Disclosure of Invention

The invention overcomes the defects of the prior art and provides a target tumor DNA fragment screening method based on deep learning.

In order to achieve the above purpose, the invention adopts the following technical scheme:

the first aspect of the invention provides a target tumor DNA fragment screening method based on deep learning, which specifically comprises the following steps:

Obtaining DNA sequencing data of a preset number of positive tumor samples and free DNA sequencing data of a control sample, and screening out specific characteristics of ctDNA fragments according to the DNA sequencing data of the positive tumor samples and the free DNA sequencing data of the control sample;

Constructing a training sample data set and a test sample data set according to the DNA sequencing data of the preset number of positive tumor samples and the specific characteristics of ctDNA fragments, and obtaining the training data set and the test data set after the processing by performing characteristic processing on the training sample data set and the test sample data set;

Constructing a tumor DNA fragment screening model based on a deep neural network, performing model building on the processed training set by using a neural network algorithm, and performing model performance test by using a test set to obtain a performance optimal model;

And acquiring positive tumor sample DNA sequencing data to be identified, carrying out positioning analysis on the positive tumor sample DNA sequencing data to be identified according to the trained tumor DNA fragment screening model, acquiring the position of a target tumor DNA fragment, and displaying according to a preset mode.

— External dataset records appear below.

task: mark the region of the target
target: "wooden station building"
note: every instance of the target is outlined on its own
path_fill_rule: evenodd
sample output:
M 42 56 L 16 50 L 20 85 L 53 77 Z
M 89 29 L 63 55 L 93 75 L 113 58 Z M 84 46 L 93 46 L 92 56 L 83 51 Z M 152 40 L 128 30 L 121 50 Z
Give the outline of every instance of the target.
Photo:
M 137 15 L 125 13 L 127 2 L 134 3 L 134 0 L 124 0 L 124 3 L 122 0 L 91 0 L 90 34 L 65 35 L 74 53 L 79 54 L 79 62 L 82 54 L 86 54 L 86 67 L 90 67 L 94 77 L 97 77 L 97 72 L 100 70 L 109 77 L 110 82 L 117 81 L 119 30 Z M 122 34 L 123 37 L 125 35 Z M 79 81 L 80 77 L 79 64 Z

Further, in the method, the DNA sequencing data of the positive tumor samples and the free DNA sequencing data of the control samples with preset numbers are obtained, specifically:

acquiring index data of initial sample data of positive tumors, setting a sample evaluation index range, and judging whether the index data of the initial sample data of the positive tumors is within the sample evaluation index range;

if the index data of the initial sample data of the positive tumor is within the range of the sample evaluation index, extracting positive tumor sample DNA sequencing data from the corresponding initial sample data of the positive tumor by a gene detection technology;

Counting and acquiring DNA sequencing data of a preset number of positive tumor samples, collecting free DNA sequencing data of a control sample, and outputting the DNA sequencing data of the preset number of positive tumor samples and the free DNA sequencing data of the control sample.

Further, in the method, specific characteristics of ctDNA fragments are screened according to the DNA sequencing data of the positive tumor sample and the free DNA sequencing data of a control sample, and specifically include:

Introducing a graph traversal algorithm, and performing first traversal on the positive tumor sample DNA sequencing data through the graph traversal algorithm;

Performing a second traversal by the traversal algorithm of the map against the free DNA sequencing data of the sample;

The same part and the non-same part between the DNA sequencing data of the positive tumor sample and the free DNA sequencing data of the control sample are obtained through traversal, and the DNA sequencing data of the non-same part between the DNA sequencing data of the positive tumor sample and the free DNA sequencing data of the control sample are extracted;

And taking DNA sequencing data of a non-identical part between the DNA sequencing data of the positive tumor sample and the free DNA sequencing data of a control sample as the specific characteristics of the ctDNA fragment, and outputting the specific characteristics of the ctDNA fragment.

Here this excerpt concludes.